What makes this book a great buy—seriously go get it—is how Jarrett organizes his experience into readable thoughts. The book is aimed at a non-technical reader but fires buckshot at readers of all skill and experience levels. I dare any reader to not find some tidbit or new perspective or anecdote that might help them rediscover an idea or learn a new best practice to fold into their practice. Not possible or befuddled by arrogance. Even I’m not that arrogant.
For instance, Chapter Seven—Peak or All Day?—aims at “peak” service. Any commuter understands this idea concerning their commute. More service, either denser (more options) or more frequent (more often) usually falls within a certain time of day. The most lay person would call this “rush hour,” and would likely describe it as 6-10 am and 4:30-8:30 pm, give or take half an hour in either direction. The question Jarrett asks here is: what is the benefit and value of designing a whole system, one that runs most of the day, most of the week, for just a few hours? Transit planners—all planners—grapple with this question, especially in the face of political and other external pressures. This is not a new concept by any means.

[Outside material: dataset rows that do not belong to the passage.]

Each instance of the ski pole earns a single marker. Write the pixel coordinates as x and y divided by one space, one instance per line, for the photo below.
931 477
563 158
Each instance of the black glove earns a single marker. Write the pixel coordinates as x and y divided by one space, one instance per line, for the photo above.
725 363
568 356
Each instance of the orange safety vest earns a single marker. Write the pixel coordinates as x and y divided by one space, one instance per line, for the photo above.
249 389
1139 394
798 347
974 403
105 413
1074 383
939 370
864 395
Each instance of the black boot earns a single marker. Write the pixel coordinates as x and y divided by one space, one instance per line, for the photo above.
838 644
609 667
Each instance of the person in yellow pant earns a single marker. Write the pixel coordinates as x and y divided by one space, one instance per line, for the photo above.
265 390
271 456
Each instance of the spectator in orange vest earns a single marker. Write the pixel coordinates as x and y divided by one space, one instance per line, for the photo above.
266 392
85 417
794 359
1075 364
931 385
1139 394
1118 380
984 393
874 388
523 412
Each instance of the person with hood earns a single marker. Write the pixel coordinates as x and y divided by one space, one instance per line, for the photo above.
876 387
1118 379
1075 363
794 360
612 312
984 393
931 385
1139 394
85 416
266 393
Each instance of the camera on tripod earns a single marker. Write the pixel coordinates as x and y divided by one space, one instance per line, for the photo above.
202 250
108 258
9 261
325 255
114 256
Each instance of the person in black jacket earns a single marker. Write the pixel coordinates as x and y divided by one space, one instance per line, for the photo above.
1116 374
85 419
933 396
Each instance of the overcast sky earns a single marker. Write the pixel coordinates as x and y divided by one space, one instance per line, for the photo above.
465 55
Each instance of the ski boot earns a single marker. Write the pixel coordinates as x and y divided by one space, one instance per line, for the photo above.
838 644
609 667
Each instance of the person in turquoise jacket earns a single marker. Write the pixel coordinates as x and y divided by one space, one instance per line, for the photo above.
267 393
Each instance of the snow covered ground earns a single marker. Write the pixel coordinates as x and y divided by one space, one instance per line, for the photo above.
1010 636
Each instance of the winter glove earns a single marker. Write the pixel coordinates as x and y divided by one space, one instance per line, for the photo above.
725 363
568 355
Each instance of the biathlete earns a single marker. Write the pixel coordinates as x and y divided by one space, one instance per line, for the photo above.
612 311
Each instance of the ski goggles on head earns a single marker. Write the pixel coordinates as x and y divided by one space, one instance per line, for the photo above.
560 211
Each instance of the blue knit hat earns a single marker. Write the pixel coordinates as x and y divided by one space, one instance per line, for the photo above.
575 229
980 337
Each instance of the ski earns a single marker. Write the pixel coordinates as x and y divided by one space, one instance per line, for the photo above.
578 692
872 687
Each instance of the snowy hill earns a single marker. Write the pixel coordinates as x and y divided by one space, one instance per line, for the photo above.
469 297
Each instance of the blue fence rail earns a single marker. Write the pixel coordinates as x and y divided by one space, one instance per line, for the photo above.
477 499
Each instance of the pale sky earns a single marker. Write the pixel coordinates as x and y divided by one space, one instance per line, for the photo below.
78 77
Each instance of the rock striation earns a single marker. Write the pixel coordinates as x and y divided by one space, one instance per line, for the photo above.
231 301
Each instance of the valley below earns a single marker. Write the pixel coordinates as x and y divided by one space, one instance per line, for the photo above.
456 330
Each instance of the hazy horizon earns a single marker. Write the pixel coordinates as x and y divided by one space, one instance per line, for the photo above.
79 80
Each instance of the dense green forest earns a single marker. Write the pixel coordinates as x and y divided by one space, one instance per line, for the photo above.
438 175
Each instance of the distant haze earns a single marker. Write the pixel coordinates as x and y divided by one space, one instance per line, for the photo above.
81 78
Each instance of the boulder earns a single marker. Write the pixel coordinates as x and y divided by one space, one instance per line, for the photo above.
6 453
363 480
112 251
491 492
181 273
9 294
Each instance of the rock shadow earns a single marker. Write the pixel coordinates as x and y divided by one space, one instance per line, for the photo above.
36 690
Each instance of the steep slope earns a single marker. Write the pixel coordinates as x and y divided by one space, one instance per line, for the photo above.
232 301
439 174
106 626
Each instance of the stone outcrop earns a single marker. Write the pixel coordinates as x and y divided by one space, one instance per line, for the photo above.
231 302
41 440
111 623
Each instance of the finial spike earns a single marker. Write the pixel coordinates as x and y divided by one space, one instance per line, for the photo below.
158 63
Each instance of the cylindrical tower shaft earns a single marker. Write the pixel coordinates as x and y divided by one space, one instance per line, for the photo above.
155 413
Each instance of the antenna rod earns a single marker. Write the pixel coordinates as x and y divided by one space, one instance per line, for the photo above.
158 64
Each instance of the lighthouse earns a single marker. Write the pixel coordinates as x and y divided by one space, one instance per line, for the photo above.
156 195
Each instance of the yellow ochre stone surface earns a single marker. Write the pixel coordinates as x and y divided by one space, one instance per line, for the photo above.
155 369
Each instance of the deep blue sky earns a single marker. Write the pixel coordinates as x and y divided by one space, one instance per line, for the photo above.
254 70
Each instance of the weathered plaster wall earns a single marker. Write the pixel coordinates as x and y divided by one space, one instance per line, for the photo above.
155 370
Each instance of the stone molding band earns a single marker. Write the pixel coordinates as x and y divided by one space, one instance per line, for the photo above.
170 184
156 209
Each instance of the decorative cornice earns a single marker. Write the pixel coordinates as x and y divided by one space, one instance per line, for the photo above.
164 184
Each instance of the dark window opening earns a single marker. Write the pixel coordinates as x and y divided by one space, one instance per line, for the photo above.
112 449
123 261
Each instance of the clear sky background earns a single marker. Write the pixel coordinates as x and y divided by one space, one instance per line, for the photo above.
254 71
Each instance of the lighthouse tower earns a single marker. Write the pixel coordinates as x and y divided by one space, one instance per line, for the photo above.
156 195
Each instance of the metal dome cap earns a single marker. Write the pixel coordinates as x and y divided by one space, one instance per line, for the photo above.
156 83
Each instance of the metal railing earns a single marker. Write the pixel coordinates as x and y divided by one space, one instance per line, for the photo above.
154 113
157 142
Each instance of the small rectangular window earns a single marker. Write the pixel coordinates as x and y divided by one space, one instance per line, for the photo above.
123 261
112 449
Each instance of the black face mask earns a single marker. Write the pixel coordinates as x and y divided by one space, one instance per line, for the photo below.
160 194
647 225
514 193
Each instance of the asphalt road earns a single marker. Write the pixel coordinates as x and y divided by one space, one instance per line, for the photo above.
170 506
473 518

What Jarrett does, though, is give shape and credence to a two-way axis and asks us—planner and journeyperson—whether we’re thinking about service in “peak”—rush hours—versus “off-peak”—all other times of the day or whether the agency runs an “all-day” and plops extra hours of service during a typical rush?
Think for a minute about how your city runs its service. What’s the benefit and cost of running either, and is there an optimal way to plan, cost, and run a service that offers the most people—including operators and support staff and electeds—the most value for their dollar? My corollary, along with COVID-19 restructuring, is if transit agencies can even afford to have this debate at all in the face of dwindling funds, lackluster ridership recovery, and other factors that have put our agencies, with our smartest leaders (in some cases; looking at you Chicago) actively trying to quell fires with dynamite.
Human Transit offers 16 more chapters with equally insightful musings and data-driven outcomes. Where there’s no data, or the data conflicts with the theory, Jarrett offers his practice—over 30 years’ experience—as a suitable stand-in. And the way he writes, he is a PhD in drama, literature, and the humanities, after all, is so approachable, you, dear reader, can’t help but read it all. You’ll see your city in a new light.
Again, this book was not written necessarily for me, but I jumped at the chance to read it, nonetheless. You should, too.
I’ve interviewed Jarrett Walker before and before I even had my handle. Fun fact this blog used to be called “DOTs and State Level Steez”1
Yikes.
I laughed for a full minute at the promo code. Fantastic!